AGL Energy Limited (AGL):
The standard boiler plate disclaimers associated with Minerals Council of Australia’s costings of new coal-fired power plants are of more relevance than usual. First, the Minerals Council is using the costings to argue that you, the taxpayer, should fund the construction of a coal-fired power station and that the government could even buy the power to make the numbers work better. Second, the costings for a coal-fired plant are so much lower than previous costings – and the cost estimates for wind and solar power so much higher – as to make the assumptions behind the modelling look heroic. The Finkel review, AGL Energy and Bloomberg New Energy Finance show higher costs for coal plant and lower costs for wind and solar plant.
AMP Limited (AMP):
AMP, the nation’s largest financial services group, is banning property buyers from using their mortgage as a ‘‘piggy bank’’ for personal spending, escalating lenders’ response to regulatory pressure to rein in ballooning household debt. AMP, the nation’s largest financial services group, is banning property buyers from using their mortgage as a ‘‘piggy bank’’ for personal spending, escalating lenders’ response to regulatory pressure to rein in ballooning household debt.It follows Commonwealth Bank of Australia’s decision to crack down on issuing credit cards to property borrowers, also a response to borrowers using equity in their property to release cash. Credit tightening by the nation’s largest bank, credit card issuer and financial services conglomerate is expected to reverberate across an industry under growing pressure from the Reserve Bank of Australia and prudential regulators. Both have been market trendsetters in the clampdown on interest-only mortgage rates that has been taken up across the industry.

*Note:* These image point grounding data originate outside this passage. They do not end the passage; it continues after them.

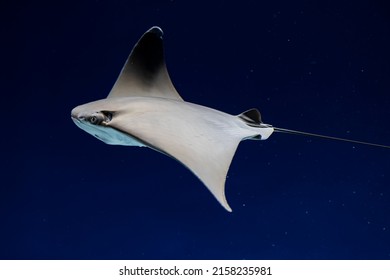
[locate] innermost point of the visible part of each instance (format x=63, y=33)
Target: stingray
x=144, y=109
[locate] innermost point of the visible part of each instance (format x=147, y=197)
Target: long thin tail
x=289, y=131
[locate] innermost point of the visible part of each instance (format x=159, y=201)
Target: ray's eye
x=94, y=120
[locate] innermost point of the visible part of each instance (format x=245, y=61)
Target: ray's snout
x=76, y=113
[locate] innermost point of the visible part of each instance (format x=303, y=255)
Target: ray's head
x=94, y=121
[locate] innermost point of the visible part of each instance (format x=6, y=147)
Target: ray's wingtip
x=227, y=207
x=156, y=30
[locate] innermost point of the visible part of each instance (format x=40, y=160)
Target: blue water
x=322, y=68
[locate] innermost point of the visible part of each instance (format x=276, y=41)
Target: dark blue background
x=322, y=67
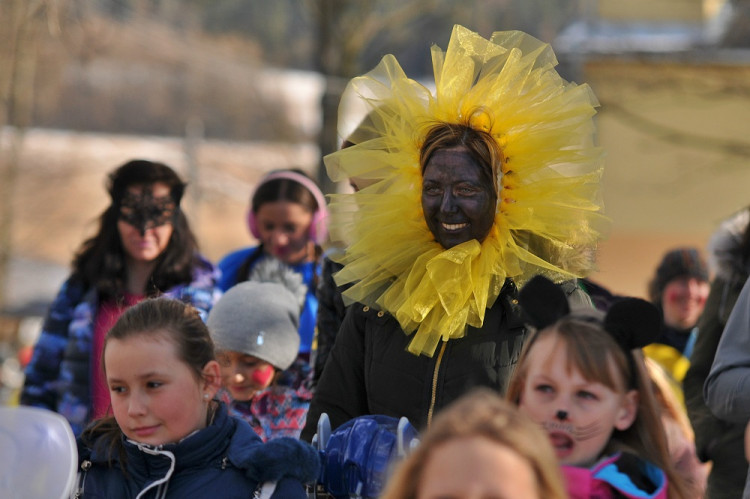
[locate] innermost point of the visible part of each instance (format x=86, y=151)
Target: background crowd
x=456, y=285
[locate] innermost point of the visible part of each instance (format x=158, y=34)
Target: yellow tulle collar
x=548, y=217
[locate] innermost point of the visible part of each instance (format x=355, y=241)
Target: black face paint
x=144, y=211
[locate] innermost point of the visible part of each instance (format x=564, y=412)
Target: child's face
x=463, y=468
x=156, y=398
x=579, y=415
x=244, y=375
x=284, y=230
x=683, y=301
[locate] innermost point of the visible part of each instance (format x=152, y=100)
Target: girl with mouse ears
x=581, y=377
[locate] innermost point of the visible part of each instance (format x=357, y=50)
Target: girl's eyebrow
x=149, y=374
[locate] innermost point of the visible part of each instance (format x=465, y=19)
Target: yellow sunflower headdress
x=548, y=219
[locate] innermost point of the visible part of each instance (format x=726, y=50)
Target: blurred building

Bapcor Limited (BAP); Super Retail Group Limited (SUL):
Car parts retailer Repco has triggered another discount war in Australia’s highly competitive automotive parts sector with a blanket 20 per cent off promotion at all of its 300-plus stores in Australia for members of any road motorist organisation such as the NRMA or RACV. The step up in pricing pressure could not have come at a worse time for auto parts retailers, who are bracing for the arrival of online retail juggernaut Amazon, which is denting sales at US bricks and mortar auto parts retailers after expanding its range earlier this year. Repco, which is owned by United States automotive giant Genuine Parts, is a fierce competitor to ASX-listed rivals Bapcor, which owns Autobarn and Autopro, and Super Retail Group, which owns the Supercheap Auto chain. Bapcor chief executive Darryl Abotomey said on Thursday that Repco was again being very aggressive, but there were many in the industry who believed their prices in retail stores were higher in the first place.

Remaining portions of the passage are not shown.